Als wir uns nebeneinander auf die Bettkante setzten, zeigte der Wecker schon Mitternacht an. Wir hatten den ganzen Abend gestritten ...
„Mia, ich meinte wirklich nicht, dass ich von dir erwarte, dass du dich allein um Takuto kümmerst“, begann er das Gespräch. „Und wenn du darauf bestehst, kann ich mir auch freinehmen und du gehst wieder arbeiten. Aber in den ersten Wochen ist Takuto doch auf dich angewiesen. Du bist doch diejenige, die ihn stillen wird.“
„Ja ...“, murmelte ich. Ich kam mir so dumm vor. Derartige Überreaktionen traten immer öfter auf. „Aber was wolltest du mir vorhin sagen? Wovor hast du Angst?“
Er vergrub das Gesicht in seinen Händen. „Es ist nur, dass ... also, ich ...“
Besorgt musterte ich ihn. „Was denn?“, hakte ich nach und strich ihm über den Rücken. Doch er reagierte lange nicht.

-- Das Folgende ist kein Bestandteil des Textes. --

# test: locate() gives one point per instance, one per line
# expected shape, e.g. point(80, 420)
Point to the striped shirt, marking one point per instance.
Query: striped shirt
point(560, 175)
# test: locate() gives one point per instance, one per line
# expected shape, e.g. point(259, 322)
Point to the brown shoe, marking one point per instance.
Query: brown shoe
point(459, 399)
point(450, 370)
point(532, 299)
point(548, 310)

Endlich blickte er wieder auf und nahm meine Hände in seine. „Ich hab wirklich Angst, dass ich kein guter Vater werde.“
Mir klappte der Mund auf. Diese Worte hörte ich zum ersten Mal. Von diesen Zweifeln hatte ich nichts gewusst. Doch ich hätte es merken müssen. Ich hätte merken müssen, dass nicht nur ich mir Sorgen um die Zukunft machte. Dass nicht nur ich mit Selbstzweifeln kämpfte. Schlagartig musste ich weinen. „Es tut mir so leid“, schluchzte ich.

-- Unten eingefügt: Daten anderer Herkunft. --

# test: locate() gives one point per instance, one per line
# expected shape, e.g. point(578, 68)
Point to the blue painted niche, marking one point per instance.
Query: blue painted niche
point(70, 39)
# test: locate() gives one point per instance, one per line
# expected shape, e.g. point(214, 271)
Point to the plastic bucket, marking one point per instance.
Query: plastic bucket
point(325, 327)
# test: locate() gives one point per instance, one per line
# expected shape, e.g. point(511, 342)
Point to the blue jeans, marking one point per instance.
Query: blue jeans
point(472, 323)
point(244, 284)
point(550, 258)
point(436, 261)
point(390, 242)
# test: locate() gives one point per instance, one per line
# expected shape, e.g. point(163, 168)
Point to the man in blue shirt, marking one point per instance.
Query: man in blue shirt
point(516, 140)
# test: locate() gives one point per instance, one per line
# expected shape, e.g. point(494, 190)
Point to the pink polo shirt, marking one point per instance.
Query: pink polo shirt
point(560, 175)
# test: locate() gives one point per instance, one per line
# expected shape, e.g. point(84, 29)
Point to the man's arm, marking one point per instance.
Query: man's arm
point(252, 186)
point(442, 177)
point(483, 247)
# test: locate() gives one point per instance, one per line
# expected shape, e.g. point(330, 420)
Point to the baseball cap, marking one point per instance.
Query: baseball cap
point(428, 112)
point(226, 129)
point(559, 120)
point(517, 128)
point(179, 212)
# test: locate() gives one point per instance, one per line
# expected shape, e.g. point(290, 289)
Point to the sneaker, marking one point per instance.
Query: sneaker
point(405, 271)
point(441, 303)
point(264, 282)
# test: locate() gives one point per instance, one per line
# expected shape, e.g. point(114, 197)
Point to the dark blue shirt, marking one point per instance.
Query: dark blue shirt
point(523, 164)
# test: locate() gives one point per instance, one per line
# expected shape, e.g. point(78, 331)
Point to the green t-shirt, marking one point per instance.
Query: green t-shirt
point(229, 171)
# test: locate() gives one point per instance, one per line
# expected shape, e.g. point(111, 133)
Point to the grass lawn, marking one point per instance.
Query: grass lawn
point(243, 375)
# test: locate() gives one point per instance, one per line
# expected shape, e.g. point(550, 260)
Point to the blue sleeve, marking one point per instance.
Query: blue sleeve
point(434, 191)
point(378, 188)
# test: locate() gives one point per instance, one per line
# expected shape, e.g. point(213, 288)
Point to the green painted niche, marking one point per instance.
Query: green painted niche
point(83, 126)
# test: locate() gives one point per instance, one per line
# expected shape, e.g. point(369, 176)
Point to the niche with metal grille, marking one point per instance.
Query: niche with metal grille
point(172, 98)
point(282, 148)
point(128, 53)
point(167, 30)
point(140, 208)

„W...w...was?“, stammelte Lloyd. „Was tut dir denn leid?“
Ich schniefte laut. „Dass ... ich nichts gemerkt habe! Dabei bin ich doch fast immer bei dir. Aber ich wusste gar nicht, dass du dir auch solche Sorgen machst!“
„Auch?“, wiederholte er und legte mir einen Arm um die Schultern.
Wortlos nickte ich, während es mich schüttelte. Ich sah nicht zu meinem Freund, ich fixierte die Wand direkt vor mir. Ich brachte es nicht über mich, ihm in die Augen zu schauen. Ich schämte mich so.

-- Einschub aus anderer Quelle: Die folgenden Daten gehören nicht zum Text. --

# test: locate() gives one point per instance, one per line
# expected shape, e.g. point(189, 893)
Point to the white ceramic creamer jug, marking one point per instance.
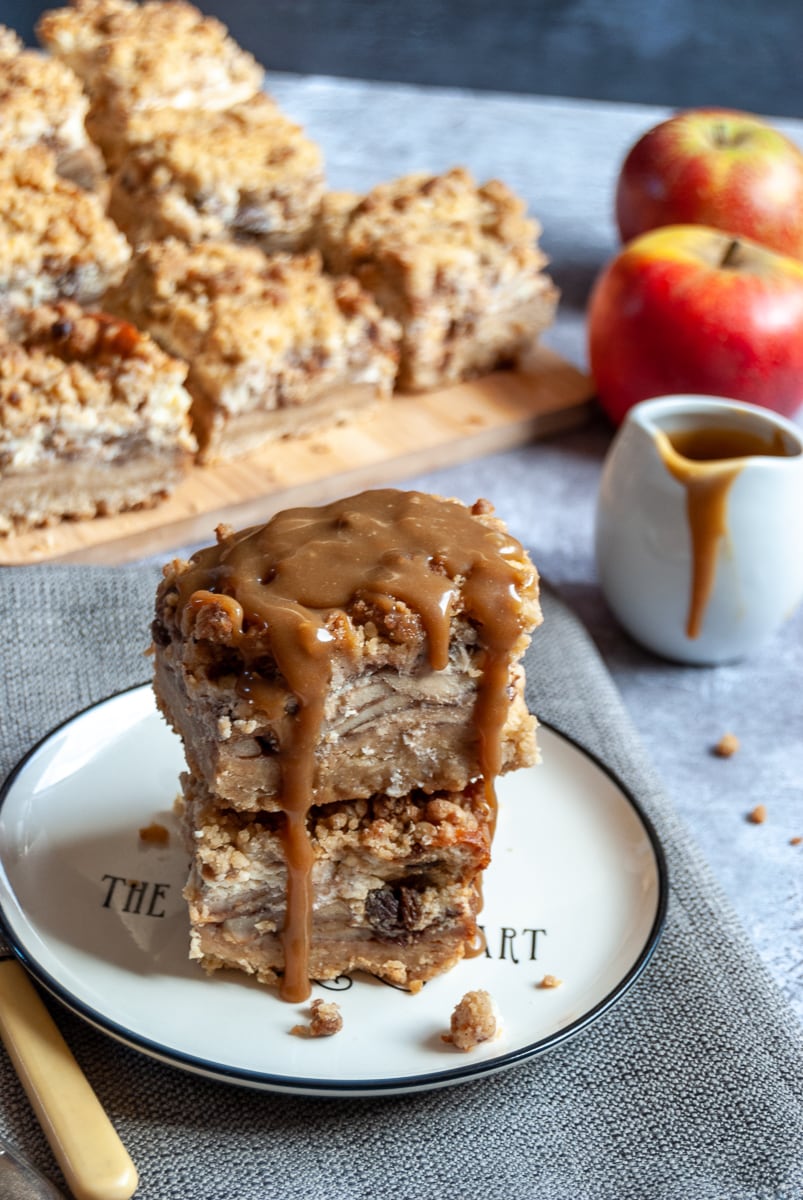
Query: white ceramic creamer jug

„Ganz ruhig“, flüsterte er und schloss mich sanft in seine Arme. Er ließ mich etwas weinen, bis ich ruhiger wurde. „Also hast du auch Angst davor?“
„Ich hab totale Panik“, gestand ich und klammerte mich an ihn, das Gesicht in seiner Halsbeuge vergraben. „Ich hab solche Panik, als Mutter zu versagen. Ich habe schon als Ranger versagt, als Mädchen aus der Legende, meinetwegen mussten wir nach Renia fliehen ... Wie soll ich mich da um ein Kind kümmern?“, wimmerte ich.